Photo by Arwin Basdew on Unsplash

Je rêve d’une tiny house. Un espace aux larges fenêtres donnant sur un coin de vert proche d’une rivière, sa musique. La voir défiler, en avoir le temps, la lumière changeante des heures de ma vie.

Un lit sous les toits, presque sous les étoiles. Une table à moi, vaste et vide face à la fenêtre. Vue en plongée sur le monde, dedans-dehors étourdissant.

Quelques livres, les essentiels seulement. Tout ce que je possède, l’avoir là sous mes yeux. L’espace sent le bois, un bois fort, odorant. Les bruits de mes pas sur le plancher, lourds ou légers, selon l’humeur de la journée. Mes bruits à moi, uniquement.

Une cuisine sommaire. Le droit de me nourrir de ce dont j’ai envie, sans penser, sans calculer, sans tenir compte, des autres, de leurs goûts, leur préférence. Une radio à pile, avec une molette pour changer de fréquence. Bruits de friture entre les stations.

Un four, pour les soirs de froid. Avec un petit fauteuil exprès, pour lire au chaud en regardant la pâte prendre et enfler, et embaumer. Parfums mêlés de bois et de tarte aux pommes. La poser sur la table et regarder la chaleur s’échapper d’elle en un long filet blanc. Chercher ce mot, le retrouver : évanescent. Naissant. Attendre qu’elle refroidisse, essayer d’attendre, ne pas toujours y parvenir et me brûler les doigts, juste un peu, de mon impatience.

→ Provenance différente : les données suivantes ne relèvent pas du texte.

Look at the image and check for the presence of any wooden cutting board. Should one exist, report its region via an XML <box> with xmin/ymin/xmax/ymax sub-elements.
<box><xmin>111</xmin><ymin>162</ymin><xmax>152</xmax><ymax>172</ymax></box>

Espérer, attendre, la grosse pluie pour le plaisir de m’enrouler sous la couette. Ne plus bouger, attendre l’accalmie. Suivre le dessin des gouttes sur les vitres. Sortir ensuite, les pieds nus dans l’herbe mouillée.

Un coin seule, une bulle à moi. Pour écrire et ne pas écrire. Pouvoir enfin, juste un peu, fermer la porte.